Avant d’être assassinés, les trois personnes que vous évoquez, Célia, ont acquis pour des populations, dans l’ordre chronologique, le droit à l’amour, à l’indépendance et à l’égalité, et changé une partie de la pensée du monde et une partie des comportements pour longtemps. Ce sont des assassinats car il y a eu à chaque fois préméditation car ils ont été instruits pour éliminer des meneurs séditieux qui contrecarraient des pouvoirs établis.
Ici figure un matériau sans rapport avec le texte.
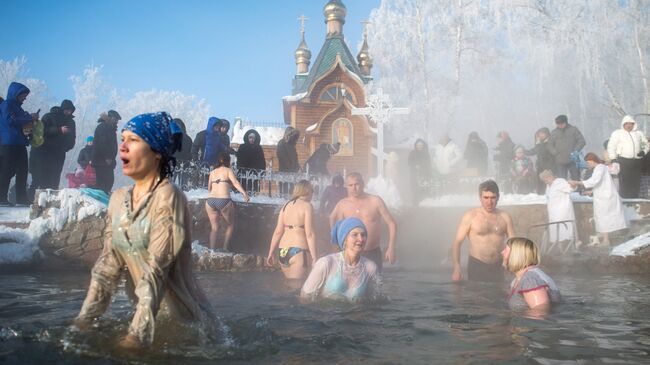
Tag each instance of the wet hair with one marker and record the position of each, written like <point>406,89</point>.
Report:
<point>355,175</point>
<point>167,166</point>
<point>488,185</point>
<point>337,180</point>
<point>593,157</point>
<point>223,159</point>
<point>561,119</point>
<point>523,253</point>
<point>302,188</point>
<point>546,173</point>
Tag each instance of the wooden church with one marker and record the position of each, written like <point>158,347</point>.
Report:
<point>324,95</point>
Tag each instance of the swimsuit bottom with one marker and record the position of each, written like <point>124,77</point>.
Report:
<point>218,203</point>
<point>375,256</point>
<point>286,253</point>
<point>478,270</point>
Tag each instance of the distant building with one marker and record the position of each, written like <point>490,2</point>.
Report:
<point>323,97</point>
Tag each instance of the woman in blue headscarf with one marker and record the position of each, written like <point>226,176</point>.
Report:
<point>148,233</point>
<point>344,275</point>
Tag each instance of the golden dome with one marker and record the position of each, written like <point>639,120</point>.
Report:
<point>303,54</point>
<point>335,10</point>
<point>364,55</point>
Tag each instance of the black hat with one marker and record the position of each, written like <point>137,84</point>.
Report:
<point>67,104</point>
<point>113,114</point>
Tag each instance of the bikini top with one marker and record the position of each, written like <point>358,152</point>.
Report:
<point>220,180</point>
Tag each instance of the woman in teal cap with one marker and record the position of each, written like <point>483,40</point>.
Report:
<point>148,233</point>
<point>344,275</point>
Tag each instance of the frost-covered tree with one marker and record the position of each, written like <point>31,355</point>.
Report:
<point>490,65</point>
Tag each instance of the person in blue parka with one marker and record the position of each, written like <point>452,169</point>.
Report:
<point>15,126</point>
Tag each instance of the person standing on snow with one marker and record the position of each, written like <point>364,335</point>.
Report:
<point>628,146</point>
<point>15,125</point>
<point>565,139</point>
<point>105,150</point>
<point>59,135</point>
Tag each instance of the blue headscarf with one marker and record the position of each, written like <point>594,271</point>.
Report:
<point>343,227</point>
<point>159,131</point>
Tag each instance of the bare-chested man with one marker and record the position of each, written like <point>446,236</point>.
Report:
<point>487,229</point>
<point>371,209</point>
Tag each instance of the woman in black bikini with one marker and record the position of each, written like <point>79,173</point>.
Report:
<point>294,234</point>
<point>219,206</point>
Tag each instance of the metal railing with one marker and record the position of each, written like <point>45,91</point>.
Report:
<point>269,183</point>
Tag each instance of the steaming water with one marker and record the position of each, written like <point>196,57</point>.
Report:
<point>426,320</point>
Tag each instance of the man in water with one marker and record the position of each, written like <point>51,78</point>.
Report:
<point>371,209</point>
<point>487,228</point>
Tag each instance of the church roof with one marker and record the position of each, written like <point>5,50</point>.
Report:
<point>334,44</point>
Il faut, il me semble, les distinguer des sacrifices aux dieux des temps anciens qui ont amenés les auteurs de la Thora à raconter que Dieu demande à Abraham de lui offrir son fils Isaac en holocauste pour éprouver son obéissance ; dieu arrêtera sa main, signe d’un dieu qui diffère de ses prédécesseurs ce qui peut être interprété comme une préfiguration de la parole rapportée par les évangélistes à Jésus. Christophe Lemardelé écrit dans son article des Cahiers d’anthropologie sociale, 2018, 16 : 149-158, « Une socio-anthropologie des rituels est souhaitable mais bien difficile à mettre en œuvre : le sacrifice peut apparaître dans une société donnée en fonction de l’organisation de celle-ci, de son niveau de différenciation sociale… ». Différent est le huis clos familial protecteur qui se referme sur la victime d’inceste et est en quelque sorte sacrifiée sur l’autel du silence, tandis que la loi essaye aujourd’hui de le fissurer progressivement pour que la parole des enfants puisse être entendue et que ces derniers puissent se reconstruire le plus tôt possible avec l’aide d’un thérapeute.